Bias against informal supply chains is nothing new to the international political economy. Aryeetey explains that “By current estimates it is not unusual for the informal economy to account for over half of gross domestic product and employment in developing countries, including Sub-Saharan Africa,” indicating the size and significance of overlooked market transactions. Because informal economies are not traditionally measured by Western statistics methods, the unmined data they possess goes under-analyzed within the international economies, and such is likely the case in pangolin trade. Since export industries most frequently follow regulation of the formal economy, we see an emphasis on pangolin derivatives examined here through seizure or observation, as is the case with CITES data, and an underemphasis on domestic trade in Sub-Saharan Africa. This is particularly alarming for policymakers using data to inform development and conservation decisions and given the emphasis on international legislation (CITES) and organizations (IUCN), we can see this is likely the case. In order to accurately portray informal pangolin trade, “practices should be based on local conditions and not solely on international standardization” (Jerven 2013, 106), so to properly examine illegal pangolin trade within Sub-Saharan Africa we must focus more on the existing informal economies than recently birthed international ones.

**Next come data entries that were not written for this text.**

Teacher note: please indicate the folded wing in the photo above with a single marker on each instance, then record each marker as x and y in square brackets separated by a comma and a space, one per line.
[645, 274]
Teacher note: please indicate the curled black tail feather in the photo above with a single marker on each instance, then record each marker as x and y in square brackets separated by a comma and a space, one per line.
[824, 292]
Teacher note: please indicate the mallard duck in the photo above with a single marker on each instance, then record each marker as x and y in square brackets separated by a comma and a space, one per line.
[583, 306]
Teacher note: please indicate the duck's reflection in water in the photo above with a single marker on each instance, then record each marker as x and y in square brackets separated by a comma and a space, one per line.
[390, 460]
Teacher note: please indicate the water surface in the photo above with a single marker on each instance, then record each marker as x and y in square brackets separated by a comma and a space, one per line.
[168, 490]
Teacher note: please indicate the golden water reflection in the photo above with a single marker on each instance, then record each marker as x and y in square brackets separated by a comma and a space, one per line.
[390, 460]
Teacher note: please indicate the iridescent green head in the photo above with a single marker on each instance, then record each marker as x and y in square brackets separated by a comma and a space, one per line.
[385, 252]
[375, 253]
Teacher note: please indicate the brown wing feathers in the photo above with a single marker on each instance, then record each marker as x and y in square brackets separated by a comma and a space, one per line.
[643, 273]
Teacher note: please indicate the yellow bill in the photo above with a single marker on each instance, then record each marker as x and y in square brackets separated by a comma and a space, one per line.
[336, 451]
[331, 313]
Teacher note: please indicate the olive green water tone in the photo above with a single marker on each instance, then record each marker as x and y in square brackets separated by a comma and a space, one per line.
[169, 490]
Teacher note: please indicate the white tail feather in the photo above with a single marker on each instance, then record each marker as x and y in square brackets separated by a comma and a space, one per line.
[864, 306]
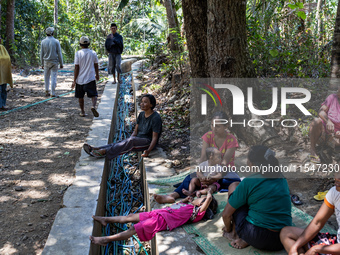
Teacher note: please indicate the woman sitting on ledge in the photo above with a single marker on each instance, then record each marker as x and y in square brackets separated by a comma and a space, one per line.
[144, 137]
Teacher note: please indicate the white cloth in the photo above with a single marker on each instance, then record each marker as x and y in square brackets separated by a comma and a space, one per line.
[50, 70]
[211, 171]
[50, 51]
[86, 59]
[333, 198]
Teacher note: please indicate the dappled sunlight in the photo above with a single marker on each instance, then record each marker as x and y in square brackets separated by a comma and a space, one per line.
[8, 248]
[60, 178]
[6, 199]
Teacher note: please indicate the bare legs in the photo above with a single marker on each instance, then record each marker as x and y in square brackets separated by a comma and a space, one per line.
[315, 130]
[164, 199]
[81, 104]
[236, 241]
[289, 235]
[117, 237]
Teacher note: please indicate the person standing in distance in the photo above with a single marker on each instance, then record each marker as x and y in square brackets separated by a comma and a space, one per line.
[50, 55]
[86, 73]
[5, 76]
[114, 45]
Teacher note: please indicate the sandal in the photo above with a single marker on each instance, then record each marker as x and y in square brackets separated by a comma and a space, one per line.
[315, 159]
[97, 154]
[94, 111]
[295, 200]
[87, 148]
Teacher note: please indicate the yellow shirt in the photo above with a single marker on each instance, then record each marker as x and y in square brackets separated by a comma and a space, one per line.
[5, 67]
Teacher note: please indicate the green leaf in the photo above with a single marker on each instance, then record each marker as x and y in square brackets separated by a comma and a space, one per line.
[274, 53]
[302, 14]
[122, 4]
[292, 6]
[300, 5]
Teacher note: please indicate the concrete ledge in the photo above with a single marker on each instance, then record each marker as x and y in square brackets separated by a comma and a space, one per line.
[73, 224]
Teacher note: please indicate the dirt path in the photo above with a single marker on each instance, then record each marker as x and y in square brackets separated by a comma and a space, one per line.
[39, 147]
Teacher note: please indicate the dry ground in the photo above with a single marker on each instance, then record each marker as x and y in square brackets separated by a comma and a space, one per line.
[39, 147]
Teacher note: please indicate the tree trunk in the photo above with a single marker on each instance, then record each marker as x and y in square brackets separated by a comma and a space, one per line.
[0, 19]
[195, 24]
[173, 24]
[318, 18]
[335, 61]
[217, 43]
[55, 16]
[227, 40]
[10, 27]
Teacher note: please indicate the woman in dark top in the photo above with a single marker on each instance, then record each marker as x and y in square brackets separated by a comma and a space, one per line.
[144, 137]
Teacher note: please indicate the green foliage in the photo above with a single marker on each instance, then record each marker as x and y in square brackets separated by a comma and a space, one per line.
[283, 39]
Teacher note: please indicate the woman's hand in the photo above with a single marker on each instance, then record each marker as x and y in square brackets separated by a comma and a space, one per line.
[145, 153]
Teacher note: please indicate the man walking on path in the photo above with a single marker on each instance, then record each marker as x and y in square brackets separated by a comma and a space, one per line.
[50, 55]
[86, 72]
[5, 76]
[114, 45]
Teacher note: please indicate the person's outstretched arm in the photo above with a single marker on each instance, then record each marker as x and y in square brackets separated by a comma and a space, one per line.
[152, 144]
[207, 201]
[313, 228]
[333, 249]
[227, 156]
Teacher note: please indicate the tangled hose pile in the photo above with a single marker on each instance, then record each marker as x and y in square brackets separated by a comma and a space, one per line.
[124, 192]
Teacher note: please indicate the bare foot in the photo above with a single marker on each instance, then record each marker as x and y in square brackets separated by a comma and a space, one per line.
[99, 240]
[229, 235]
[186, 192]
[101, 220]
[239, 243]
[163, 199]
[198, 194]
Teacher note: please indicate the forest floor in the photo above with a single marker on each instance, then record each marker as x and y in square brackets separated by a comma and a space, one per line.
[40, 145]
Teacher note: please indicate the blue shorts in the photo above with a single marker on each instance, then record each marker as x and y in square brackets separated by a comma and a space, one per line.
[90, 88]
[258, 237]
[184, 185]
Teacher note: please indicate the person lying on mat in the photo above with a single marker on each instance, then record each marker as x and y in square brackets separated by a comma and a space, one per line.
[207, 176]
[326, 128]
[147, 224]
[259, 206]
[144, 137]
[310, 241]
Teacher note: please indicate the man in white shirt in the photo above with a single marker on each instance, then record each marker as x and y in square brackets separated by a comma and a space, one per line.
[86, 73]
[50, 55]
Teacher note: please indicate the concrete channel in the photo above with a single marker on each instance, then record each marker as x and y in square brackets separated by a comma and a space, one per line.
[86, 197]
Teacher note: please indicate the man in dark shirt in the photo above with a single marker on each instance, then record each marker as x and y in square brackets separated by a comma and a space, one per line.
[114, 45]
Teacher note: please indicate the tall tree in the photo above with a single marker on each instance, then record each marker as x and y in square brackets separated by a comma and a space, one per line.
[10, 27]
[335, 61]
[227, 40]
[217, 44]
[173, 24]
[195, 25]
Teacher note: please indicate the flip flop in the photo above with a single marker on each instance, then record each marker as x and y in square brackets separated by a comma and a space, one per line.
[87, 148]
[96, 154]
[314, 159]
[295, 200]
[320, 196]
[94, 111]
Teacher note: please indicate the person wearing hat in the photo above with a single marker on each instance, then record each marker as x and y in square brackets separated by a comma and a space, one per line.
[114, 45]
[51, 56]
[86, 72]
[5, 76]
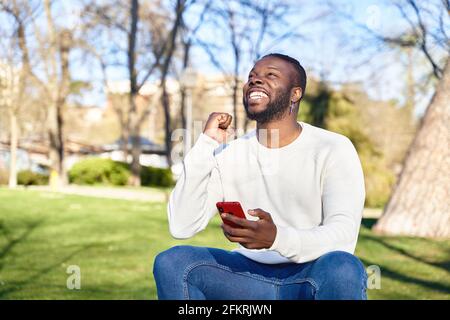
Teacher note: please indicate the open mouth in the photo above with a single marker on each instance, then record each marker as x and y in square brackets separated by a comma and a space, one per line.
[256, 95]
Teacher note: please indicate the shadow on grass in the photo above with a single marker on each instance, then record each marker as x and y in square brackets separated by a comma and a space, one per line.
[385, 271]
[17, 286]
[368, 223]
[11, 242]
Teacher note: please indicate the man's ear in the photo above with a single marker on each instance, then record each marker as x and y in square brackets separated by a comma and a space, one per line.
[297, 94]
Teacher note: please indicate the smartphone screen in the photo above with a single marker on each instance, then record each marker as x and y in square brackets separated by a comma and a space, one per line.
[231, 207]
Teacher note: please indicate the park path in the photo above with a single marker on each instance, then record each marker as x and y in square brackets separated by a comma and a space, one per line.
[139, 194]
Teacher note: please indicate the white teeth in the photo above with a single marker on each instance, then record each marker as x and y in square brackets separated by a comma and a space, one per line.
[257, 95]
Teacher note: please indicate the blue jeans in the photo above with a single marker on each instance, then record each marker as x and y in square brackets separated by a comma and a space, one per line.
[198, 273]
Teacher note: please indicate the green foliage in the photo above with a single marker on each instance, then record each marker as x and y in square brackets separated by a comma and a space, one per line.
[4, 175]
[30, 178]
[99, 171]
[156, 177]
[108, 172]
[339, 111]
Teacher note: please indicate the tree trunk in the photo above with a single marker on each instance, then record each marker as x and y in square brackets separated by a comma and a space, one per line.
[419, 205]
[133, 116]
[167, 123]
[13, 150]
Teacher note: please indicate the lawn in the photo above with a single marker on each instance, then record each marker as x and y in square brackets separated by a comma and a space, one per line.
[114, 243]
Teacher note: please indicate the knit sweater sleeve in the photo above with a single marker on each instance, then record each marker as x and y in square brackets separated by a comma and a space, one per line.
[192, 201]
[343, 197]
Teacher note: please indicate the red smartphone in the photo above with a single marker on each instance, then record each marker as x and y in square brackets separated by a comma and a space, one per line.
[231, 207]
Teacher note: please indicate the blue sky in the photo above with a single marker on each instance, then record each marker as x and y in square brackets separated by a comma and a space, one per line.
[325, 49]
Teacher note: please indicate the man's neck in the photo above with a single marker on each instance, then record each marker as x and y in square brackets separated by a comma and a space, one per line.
[278, 133]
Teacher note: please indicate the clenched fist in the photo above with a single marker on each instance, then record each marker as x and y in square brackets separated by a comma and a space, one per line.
[218, 126]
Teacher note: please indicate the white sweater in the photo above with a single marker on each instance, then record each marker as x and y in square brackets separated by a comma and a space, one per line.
[313, 188]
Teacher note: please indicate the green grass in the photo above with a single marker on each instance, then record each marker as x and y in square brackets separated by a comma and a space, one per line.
[114, 243]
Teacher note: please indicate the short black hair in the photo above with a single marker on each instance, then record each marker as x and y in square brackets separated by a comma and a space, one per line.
[300, 73]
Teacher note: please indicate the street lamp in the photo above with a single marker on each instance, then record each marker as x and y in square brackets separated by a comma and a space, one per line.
[188, 81]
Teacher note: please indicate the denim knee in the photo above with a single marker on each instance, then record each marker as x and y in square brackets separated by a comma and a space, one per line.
[340, 275]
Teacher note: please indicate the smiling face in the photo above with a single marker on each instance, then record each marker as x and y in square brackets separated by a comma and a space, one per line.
[267, 93]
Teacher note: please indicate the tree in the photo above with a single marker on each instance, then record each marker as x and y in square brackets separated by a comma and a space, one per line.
[245, 25]
[151, 43]
[47, 65]
[419, 205]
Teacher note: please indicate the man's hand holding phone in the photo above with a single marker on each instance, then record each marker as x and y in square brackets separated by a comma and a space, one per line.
[250, 234]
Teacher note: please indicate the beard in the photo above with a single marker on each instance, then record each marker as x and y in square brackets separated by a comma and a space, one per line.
[274, 109]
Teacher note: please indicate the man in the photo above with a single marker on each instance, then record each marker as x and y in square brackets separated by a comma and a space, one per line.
[303, 190]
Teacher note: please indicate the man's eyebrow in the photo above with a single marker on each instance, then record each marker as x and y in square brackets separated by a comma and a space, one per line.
[269, 67]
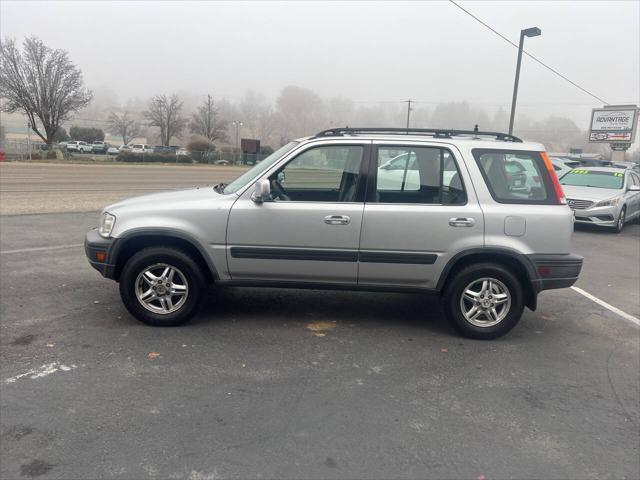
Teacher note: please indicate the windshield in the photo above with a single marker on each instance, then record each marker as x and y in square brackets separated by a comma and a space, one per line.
[249, 175]
[581, 177]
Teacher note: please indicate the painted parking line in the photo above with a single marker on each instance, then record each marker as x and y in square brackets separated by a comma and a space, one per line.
[40, 249]
[608, 306]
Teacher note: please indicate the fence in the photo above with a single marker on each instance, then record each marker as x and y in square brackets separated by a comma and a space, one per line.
[24, 151]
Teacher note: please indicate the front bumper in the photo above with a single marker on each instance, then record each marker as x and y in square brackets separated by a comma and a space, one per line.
[603, 216]
[99, 251]
[555, 271]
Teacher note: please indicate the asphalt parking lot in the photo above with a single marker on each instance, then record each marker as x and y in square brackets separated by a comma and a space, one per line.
[305, 384]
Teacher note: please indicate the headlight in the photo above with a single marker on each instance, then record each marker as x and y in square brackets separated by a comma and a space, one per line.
[106, 224]
[608, 203]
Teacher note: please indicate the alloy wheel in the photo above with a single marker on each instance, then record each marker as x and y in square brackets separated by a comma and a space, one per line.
[161, 288]
[485, 302]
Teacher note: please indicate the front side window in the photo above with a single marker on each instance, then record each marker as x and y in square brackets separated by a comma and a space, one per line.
[425, 175]
[514, 176]
[322, 174]
[583, 177]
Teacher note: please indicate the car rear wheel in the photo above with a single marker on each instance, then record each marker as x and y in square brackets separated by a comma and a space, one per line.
[162, 286]
[484, 301]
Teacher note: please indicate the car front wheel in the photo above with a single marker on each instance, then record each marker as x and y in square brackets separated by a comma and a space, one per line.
[484, 301]
[162, 286]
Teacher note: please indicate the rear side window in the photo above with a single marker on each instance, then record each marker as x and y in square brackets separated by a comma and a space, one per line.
[414, 174]
[515, 176]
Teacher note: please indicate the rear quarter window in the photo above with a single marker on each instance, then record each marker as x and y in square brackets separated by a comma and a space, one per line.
[515, 176]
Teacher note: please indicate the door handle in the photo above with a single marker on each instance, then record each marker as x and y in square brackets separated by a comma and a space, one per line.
[337, 220]
[462, 222]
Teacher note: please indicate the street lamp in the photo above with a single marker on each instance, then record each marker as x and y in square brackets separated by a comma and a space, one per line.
[237, 124]
[527, 32]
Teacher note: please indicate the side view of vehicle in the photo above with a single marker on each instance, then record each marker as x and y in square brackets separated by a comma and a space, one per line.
[79, 147]
[604, 196]
[404, 210]
[140, 148]
[99, 147]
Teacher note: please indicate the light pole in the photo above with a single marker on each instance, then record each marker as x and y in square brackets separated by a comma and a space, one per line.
[527, 32]
[237, 124]
[408, 112]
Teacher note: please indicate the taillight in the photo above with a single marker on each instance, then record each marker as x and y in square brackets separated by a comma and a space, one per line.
[554, 179]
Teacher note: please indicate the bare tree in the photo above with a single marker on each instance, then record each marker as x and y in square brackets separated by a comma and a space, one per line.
[207, 122]
[42, 83]
[124, 126]
[258, 116]
[164, 113]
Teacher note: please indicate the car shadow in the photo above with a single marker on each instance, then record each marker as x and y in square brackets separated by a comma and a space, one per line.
[632, 228]
[374, 309]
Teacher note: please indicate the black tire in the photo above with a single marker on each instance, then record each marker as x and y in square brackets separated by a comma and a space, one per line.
[462, 279]
[621, 220]
[189, 268]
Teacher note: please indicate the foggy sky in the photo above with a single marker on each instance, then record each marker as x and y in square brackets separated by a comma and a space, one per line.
[368, 52]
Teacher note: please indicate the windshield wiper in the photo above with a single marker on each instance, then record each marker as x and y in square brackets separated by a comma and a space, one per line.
[219, 187]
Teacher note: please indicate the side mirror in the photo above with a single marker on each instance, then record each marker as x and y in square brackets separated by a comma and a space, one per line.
[262, 191]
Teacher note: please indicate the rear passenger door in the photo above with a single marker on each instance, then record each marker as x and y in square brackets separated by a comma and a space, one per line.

Despite many reports examining pangolin conservation efforts linking their endangered status to Chinese demand, we must also consider that Africa’s economies have been exponentially growing over the past two decades. This growth creates expansion of urban areas and population booms, meaning that cultures who traditionally rely on pangolin as bushmeat have more mouths to feed, and that as jobs formed by developing economies require more skill there will be groups left out in need of alternate sources of income. Because of examined bias against informal markets in Sub-Saharan Africa, international economic statistics underestimate domestic factors in examining pangolin exploitation and overestimate the role of Asian economies in their threatened species status. This renders policies like CITES and organizations like IUCN relatively ineffective, because as population grows in Africa, they will be only tackling international pangolin markets while domestic ones grow at more rapid rates. While both international and domestic efforts are needed in endangered species conservation, African pangolin is at a particular disadvantage due to the lack of data on regional informal economic data (Jerven 2013), so it is imperative that more emphasis is placed on domestic law enforcement, protection agencies, citizen awareness, hunting regulation, and rural market transactions as both a means of preventing pangolin harvest and as a data collection method. If these measures are taken, we will likely see more effective results in conserving African pangolin populations through a decrease in market observations and an increase in wild population surveys. However, in this analysis it is important to acknowledge the role of China in increasing African population through development policies, the impact of habitat destruction on pangolin endangerment, and potential local disregard or resistance towards pangolin protection policies on the grounds of cultural preservation. Future studies will examine these effects in more detail.